International players
During the last year, average PEP increased, reaching record highs across all bandings. Outside of the Top 10 a significant contributor to this growth has again been equity management. The report also reveals a widening gap in performance between UK and US top tier firms, with UK global top tier margin at 36.4percent compared to a US top tier equivalent of 45.7percent - this equates to an average of £152m of profit or £317k of PEP. The 2019 Survey reflects a growing appetite for deal activity across the UK legal sector, with 57percent of Top 10 firms and 36percent in the Top 11-25 stating that mergers are somewhat likely within the next two years (2018: 40percent and 27percent respectively). For those operating at the top end in terms of market share, the focus will be on diversifying their operations, geographically and along service lines, potentially through deal/merger opportunities with international players in order to further exploit more profitable international markets, especially the US.
Talent Wars
Despite falling utilisation and increasing spare capacity being a significant issue for several years, a number of firms have increased headcount in the current year, particularly across junior fee earner grades. Other findings include that at trainee level, firms are continuing to recruit more females than males, although female equity partner numbers have remained broadly static with no firms exceeding 20 percent in volume. BAME representation at partner level in Top 10 is flat at 7percent, while the trainee grade has grown from 19percent to 22percent.

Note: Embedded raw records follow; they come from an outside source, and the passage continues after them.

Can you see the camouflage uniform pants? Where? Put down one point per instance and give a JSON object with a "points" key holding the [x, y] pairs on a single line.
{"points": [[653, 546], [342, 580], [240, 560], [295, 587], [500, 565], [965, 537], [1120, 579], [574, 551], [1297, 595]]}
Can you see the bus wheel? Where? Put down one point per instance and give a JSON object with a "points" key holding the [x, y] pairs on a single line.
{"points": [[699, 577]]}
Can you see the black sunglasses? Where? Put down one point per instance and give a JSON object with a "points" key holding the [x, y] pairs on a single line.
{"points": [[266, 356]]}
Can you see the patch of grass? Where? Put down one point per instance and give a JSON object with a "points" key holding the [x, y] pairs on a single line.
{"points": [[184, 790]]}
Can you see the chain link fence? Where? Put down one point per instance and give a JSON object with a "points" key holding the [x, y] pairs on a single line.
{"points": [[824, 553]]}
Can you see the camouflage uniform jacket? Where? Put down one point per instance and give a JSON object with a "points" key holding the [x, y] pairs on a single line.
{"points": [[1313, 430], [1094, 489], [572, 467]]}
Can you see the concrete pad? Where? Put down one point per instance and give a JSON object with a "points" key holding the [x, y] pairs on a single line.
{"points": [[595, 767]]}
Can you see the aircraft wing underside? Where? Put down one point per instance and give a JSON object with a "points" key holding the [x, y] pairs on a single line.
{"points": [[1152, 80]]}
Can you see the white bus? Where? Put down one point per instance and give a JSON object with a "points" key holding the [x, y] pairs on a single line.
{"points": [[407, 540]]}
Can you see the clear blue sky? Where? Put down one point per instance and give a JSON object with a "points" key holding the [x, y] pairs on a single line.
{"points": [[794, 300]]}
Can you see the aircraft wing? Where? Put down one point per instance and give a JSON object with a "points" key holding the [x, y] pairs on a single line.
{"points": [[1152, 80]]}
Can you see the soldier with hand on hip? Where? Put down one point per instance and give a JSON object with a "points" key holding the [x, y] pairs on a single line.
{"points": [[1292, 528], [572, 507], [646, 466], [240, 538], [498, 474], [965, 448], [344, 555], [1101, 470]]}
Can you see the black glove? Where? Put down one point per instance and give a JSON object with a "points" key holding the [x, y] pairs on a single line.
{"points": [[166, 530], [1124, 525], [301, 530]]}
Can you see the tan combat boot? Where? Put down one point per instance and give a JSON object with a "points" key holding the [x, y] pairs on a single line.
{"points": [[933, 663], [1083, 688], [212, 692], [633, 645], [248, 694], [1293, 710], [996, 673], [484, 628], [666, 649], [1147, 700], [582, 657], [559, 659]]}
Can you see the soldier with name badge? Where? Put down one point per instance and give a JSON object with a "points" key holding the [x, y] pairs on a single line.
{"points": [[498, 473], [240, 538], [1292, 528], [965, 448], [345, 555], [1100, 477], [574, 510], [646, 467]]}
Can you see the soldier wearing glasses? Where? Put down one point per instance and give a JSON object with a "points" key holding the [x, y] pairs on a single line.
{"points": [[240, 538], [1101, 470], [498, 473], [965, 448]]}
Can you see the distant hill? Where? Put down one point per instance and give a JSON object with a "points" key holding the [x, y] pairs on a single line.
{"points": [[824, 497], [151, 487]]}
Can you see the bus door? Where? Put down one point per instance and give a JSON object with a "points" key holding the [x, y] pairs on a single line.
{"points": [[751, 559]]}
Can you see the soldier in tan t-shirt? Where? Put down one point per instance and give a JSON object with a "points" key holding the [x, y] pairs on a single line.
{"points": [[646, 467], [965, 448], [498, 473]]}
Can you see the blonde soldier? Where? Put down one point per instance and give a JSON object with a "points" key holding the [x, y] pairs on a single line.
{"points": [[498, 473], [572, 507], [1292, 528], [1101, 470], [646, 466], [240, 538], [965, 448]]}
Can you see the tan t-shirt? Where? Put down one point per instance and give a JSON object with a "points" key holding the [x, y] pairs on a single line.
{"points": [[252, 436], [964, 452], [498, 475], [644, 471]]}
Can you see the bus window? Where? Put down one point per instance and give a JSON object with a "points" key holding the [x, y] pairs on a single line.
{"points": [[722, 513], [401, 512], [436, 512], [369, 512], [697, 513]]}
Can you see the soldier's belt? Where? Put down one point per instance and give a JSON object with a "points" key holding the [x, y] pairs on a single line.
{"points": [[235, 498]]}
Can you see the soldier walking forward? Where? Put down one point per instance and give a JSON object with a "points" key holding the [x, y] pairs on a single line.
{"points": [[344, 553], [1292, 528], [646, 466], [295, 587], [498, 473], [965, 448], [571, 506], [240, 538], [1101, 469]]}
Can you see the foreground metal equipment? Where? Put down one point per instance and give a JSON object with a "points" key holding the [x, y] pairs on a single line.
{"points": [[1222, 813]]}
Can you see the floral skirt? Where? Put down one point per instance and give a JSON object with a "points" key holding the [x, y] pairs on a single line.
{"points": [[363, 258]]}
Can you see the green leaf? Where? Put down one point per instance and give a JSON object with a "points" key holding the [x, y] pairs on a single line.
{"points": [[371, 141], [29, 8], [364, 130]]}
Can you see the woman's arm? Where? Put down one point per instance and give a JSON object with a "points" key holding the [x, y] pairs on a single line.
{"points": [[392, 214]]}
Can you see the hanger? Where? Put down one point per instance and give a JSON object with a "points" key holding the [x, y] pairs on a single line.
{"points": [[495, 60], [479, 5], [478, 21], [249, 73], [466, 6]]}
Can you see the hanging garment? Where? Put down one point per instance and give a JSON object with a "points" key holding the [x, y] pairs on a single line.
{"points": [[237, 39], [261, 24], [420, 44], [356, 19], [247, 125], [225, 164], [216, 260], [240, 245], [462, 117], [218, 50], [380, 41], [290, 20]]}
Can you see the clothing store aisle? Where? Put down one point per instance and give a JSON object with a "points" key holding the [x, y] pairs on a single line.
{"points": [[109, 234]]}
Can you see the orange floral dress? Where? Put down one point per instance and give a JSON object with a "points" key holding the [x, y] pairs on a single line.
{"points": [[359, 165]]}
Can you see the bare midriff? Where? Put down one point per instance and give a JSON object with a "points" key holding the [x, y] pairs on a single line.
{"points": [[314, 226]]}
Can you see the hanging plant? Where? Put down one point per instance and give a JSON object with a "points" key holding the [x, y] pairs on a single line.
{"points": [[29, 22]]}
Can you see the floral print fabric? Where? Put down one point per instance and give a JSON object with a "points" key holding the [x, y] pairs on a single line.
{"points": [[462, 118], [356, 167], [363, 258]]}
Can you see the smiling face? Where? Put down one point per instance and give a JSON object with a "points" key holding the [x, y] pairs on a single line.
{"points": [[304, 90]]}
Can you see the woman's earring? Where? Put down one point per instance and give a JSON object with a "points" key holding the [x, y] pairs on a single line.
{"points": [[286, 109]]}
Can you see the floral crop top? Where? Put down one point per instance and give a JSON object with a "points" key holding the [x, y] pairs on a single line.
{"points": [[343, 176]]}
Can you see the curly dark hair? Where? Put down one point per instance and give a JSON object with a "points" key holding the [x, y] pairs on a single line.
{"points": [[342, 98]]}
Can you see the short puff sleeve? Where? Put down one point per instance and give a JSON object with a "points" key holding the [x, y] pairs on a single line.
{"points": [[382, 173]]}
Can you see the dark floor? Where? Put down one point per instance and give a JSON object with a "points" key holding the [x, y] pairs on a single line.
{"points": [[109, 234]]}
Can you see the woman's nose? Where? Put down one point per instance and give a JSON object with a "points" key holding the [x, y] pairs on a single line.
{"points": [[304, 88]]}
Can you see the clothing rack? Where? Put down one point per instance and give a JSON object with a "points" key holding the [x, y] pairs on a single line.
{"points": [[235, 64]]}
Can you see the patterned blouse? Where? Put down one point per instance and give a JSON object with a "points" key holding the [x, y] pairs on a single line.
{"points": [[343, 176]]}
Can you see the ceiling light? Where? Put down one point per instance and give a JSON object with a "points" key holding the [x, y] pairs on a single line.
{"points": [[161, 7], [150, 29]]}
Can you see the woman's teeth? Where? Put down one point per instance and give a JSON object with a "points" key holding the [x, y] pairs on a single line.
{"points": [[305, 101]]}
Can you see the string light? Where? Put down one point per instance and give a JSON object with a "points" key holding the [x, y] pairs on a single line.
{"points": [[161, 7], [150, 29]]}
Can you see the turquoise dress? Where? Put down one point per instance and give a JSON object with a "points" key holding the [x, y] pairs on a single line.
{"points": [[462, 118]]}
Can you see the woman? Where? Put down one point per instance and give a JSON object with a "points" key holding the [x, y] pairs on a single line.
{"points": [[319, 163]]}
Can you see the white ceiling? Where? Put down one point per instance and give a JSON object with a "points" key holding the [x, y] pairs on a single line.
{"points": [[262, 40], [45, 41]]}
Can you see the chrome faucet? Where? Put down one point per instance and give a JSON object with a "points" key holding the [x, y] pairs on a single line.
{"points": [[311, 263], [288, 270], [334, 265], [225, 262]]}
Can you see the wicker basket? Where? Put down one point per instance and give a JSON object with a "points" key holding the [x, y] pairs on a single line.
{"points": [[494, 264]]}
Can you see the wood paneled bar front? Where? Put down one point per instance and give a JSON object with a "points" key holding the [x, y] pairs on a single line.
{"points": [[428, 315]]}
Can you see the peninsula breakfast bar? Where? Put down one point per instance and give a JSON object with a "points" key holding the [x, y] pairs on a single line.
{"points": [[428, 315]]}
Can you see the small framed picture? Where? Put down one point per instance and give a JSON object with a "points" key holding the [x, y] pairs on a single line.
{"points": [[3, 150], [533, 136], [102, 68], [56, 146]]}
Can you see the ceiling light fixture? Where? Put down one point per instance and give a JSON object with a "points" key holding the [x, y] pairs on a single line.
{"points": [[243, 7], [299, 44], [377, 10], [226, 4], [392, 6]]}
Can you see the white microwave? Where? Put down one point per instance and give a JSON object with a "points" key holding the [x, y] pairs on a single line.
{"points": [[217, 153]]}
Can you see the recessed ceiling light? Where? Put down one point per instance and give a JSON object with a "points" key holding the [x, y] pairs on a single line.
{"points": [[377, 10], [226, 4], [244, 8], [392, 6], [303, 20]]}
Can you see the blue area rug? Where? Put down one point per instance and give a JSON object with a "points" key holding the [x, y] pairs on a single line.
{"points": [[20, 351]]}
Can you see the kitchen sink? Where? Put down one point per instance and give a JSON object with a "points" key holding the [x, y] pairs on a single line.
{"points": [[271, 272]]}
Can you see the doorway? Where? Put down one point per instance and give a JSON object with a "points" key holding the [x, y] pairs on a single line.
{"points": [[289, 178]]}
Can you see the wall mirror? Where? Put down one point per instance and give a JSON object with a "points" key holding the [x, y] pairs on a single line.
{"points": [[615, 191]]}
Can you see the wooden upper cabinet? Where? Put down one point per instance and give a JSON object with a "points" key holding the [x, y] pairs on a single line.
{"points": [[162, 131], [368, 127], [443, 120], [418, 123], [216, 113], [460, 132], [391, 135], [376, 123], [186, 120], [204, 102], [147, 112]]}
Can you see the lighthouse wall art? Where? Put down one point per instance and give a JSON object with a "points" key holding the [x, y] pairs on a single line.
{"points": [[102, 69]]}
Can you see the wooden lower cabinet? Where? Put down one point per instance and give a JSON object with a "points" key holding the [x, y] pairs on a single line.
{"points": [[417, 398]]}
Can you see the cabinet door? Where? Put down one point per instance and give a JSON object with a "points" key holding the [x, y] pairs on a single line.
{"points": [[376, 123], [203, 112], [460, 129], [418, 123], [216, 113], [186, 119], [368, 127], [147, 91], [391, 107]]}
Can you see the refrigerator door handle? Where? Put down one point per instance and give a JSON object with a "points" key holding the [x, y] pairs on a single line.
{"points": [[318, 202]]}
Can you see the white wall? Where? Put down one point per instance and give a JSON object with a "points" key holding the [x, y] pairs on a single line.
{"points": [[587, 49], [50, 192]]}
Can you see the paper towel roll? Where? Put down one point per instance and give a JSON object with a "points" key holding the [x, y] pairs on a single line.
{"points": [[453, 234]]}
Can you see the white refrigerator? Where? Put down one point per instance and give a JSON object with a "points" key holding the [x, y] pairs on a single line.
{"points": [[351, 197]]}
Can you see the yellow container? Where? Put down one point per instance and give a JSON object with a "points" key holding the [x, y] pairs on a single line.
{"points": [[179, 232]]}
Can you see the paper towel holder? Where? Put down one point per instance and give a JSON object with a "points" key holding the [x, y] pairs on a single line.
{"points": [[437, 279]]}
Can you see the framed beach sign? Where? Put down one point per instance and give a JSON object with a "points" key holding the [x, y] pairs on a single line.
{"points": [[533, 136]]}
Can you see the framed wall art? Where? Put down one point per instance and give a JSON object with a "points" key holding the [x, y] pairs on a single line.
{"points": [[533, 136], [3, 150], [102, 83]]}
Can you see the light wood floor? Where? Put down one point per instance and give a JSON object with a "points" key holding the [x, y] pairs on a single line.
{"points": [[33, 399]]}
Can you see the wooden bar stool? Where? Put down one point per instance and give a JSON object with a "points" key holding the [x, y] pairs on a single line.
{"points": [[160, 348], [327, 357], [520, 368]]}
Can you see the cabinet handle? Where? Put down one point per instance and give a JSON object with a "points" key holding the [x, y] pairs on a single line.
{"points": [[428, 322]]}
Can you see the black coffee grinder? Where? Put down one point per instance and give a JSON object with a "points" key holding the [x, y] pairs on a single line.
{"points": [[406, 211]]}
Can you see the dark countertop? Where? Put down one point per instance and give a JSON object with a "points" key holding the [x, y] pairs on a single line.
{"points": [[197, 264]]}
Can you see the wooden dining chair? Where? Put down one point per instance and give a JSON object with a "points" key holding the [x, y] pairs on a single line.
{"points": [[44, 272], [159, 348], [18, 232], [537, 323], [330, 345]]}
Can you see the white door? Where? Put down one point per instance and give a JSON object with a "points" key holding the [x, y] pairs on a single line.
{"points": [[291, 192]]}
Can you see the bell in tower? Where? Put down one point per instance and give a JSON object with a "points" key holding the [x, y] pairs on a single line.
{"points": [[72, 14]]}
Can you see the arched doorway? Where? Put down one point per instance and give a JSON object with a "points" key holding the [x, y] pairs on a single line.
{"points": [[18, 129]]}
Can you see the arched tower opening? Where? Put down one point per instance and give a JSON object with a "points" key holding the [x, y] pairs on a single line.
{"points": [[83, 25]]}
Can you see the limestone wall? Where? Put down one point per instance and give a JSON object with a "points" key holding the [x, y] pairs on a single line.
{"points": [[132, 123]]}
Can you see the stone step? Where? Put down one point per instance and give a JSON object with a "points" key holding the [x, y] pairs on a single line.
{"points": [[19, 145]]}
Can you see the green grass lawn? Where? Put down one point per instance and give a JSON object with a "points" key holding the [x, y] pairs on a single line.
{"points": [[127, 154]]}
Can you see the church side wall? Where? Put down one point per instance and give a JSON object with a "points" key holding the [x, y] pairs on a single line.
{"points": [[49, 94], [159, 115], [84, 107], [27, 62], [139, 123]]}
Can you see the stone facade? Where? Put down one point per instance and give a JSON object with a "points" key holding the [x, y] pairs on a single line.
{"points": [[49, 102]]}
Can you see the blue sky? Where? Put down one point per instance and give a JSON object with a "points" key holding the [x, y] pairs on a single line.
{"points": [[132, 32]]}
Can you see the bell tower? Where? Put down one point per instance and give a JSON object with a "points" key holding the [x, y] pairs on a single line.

The survey states 83percent of Top 10 firms have a strategy in place to address gender and BAME imbalances across the business compared to 91percent and 82percent respectively amongst Top 11-25 firms. More than half of Top 50 firms are also focusing on disability, social mobility, and sexual orientation. However, staff turnover continues to be higher than expected across fee earner grades compared to other professional service sectors, with the exception of newly qualified staff and trainees.
The likely winners
Leon Hutchison, co-editor of PwC’s Law Firms' Survey, commented “There are a number of challenges facing UK law firms. The most pressing perhaps include finding the right markets for investment, ensuring growth is sustainable and profitable to protect margin, and building a culture that is relevant and attractive to today’s workforce. Alongside this, firms are also having to make the right choices for technology investment to capitalise on opportunities whilst managing the increasing risks of a technologically enabled world.” Mr Hutchison concluded, “The firms that build their strategies around meeting and overcoming these challenges will likely become the winners as UK law firms continue to adapt to a new world.”